I did end up somehow installing Xcode via some shady download and was on my way. But the whole ordeal left a very sour taste.
Claude was great at figuring out what was broken when and either fixing it, or clicking as far as it could until it needed me.
You could say I'm mostly just IRL hands for the AI now.
Areas they could improve - what ever the heck is going on in their diffing ui for source control.
My only familiarity with it is because it's needed by brew. I honestly never looked into exactly what is in the package, but I assumed things like what is installed with -devel packages of yum/apt-get/dnf/etc. Lots of repos have common list of things to install like gcc/make/etc. Again, just guessing, but it's one of the first things I've always run on a new Mac to get it usable for CLI usage.
I’m not defending Xcode (I hate it), just clarifying.
https://rubynative.com
“From bundle install to your phone in minutes. To the App Store and Google Play without a line of native code.“
https://github.com/software-mansion/argent
or
https://github.com/callstack/agent-device
both callstack and swmansion are mostly react native shops but those should work even in native ios/android as well
React Native and Flutter seem to be much more predictable for the bots (and more fun for humans, since they have actual hot reload).
That said, it might be well enough for simpler apps.
* A Markdown viewer (obviously pretty simple)
* A menu bar Apple TV remote (surprisingly complicated)

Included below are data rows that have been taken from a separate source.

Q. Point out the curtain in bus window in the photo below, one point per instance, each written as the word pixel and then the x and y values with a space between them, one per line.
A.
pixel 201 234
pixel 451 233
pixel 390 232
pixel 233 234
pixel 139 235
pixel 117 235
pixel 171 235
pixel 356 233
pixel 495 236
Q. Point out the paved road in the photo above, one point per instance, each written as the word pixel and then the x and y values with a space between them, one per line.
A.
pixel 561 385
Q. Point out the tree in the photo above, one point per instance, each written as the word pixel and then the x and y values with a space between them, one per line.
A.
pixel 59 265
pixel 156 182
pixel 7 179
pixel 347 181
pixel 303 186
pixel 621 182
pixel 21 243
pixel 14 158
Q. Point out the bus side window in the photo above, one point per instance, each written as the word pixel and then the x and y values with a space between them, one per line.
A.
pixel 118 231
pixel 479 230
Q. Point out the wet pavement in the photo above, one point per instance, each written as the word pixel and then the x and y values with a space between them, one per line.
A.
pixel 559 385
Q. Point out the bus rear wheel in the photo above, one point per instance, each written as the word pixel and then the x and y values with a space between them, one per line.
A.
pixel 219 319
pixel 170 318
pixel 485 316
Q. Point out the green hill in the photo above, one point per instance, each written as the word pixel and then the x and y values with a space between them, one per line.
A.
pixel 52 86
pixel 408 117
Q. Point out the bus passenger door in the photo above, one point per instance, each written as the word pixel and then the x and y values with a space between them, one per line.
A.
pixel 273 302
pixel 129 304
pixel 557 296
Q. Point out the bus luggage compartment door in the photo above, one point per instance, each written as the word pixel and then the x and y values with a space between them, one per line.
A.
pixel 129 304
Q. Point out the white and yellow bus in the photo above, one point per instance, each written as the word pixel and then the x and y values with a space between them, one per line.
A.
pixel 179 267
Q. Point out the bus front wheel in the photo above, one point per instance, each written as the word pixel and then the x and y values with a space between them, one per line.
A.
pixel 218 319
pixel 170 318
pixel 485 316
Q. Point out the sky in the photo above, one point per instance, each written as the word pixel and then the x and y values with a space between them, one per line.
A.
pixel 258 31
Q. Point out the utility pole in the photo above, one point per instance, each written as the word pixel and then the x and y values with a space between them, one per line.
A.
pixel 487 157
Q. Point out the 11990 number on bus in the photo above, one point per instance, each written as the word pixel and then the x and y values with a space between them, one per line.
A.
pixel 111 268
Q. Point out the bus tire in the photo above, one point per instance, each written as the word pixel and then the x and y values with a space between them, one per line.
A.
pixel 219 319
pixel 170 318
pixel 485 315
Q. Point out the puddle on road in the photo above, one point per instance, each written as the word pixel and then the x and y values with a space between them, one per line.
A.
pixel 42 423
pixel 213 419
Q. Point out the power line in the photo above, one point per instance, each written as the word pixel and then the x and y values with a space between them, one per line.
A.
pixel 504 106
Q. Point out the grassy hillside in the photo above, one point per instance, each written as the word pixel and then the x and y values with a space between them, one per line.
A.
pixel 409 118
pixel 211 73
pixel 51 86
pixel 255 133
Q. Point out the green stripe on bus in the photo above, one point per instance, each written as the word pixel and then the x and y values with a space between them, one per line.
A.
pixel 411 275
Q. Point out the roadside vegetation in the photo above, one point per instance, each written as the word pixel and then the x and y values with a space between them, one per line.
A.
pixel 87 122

* A menu bar and desktop temperature tracker for the silly Tapo temperature trackers I have all over my house (a little complicated because multiple user interfaces, a backing database, scheduling, and multiple local/remote protocol interfaces)
* A graphical CAS calculator frontend to Sage Math with LaTeX math rendering
* An LLMwiki implementation that uses macOS filesystem extensions to reflect a SQLite database into a local filesystem for agents to traverse (basically the new macOS way to do FUSE, fussy enough that the app has to run out of /Applications to work)
* An agent-driven Music.app replacement with AirPlay streaming support managing Apple Music catalogs and tracks
All of these have worked without me ever once touching the xcode UI, except one time to generate Apple Developer certificates, which I then drove exclusively from CLI tools.
These are all pretty modern SwiftUI applications.
Kind of fun, you can develop iOS and Android both without a build step and without a Mac even.
honestly would not even know what to do / click in xcode
The most useful one is a little weather sparkline to show local temperature forecasts. Useful every day.
You can use `--password <password>` (yeah, yeah, passwords on the command line are bad; I'm just challenging "there's no way around the prompt.")
Later (contradicting itself):
> The one step that stays interactive is notarytool store-credentials, and that’s a choice rather than a limitation: you could pass --password and script it, but that means putting an app-specific password in your shell history.
You can configure your shell to ignore history when needed.
https://stackoverflow.com/questions/6475524/how-do-i-prevent...
https://superuser.com/questions/352788/how-to-prevent-a-comm...
(And if it's in a script, it won't be in your history anyway.)
> These passwords go stale silently whenever you change your Apple ID password
You can use an ASC API key instead. This can be either a team key ("developer" access level) or an individual key.
https://developer.apple.com/documentation/appstoreconnectapi...
Useful sanity check!
"Next, open Xcode"
IDEs are dead, prove me wrong.
https://github.com/inopinatus/sublime_url/blob/main/Makefile
Same shit with a bit of structure.
Upgrading from one version to the next especially so.
Expo seems to shield you from a lot of issues, without really taking any power away from you either.
* and giving Anthropic all your secrets, env vars, certificates and your source code to them.
But also yes this is a real concern.
You can even run simulators in it if you choose the Tart backend.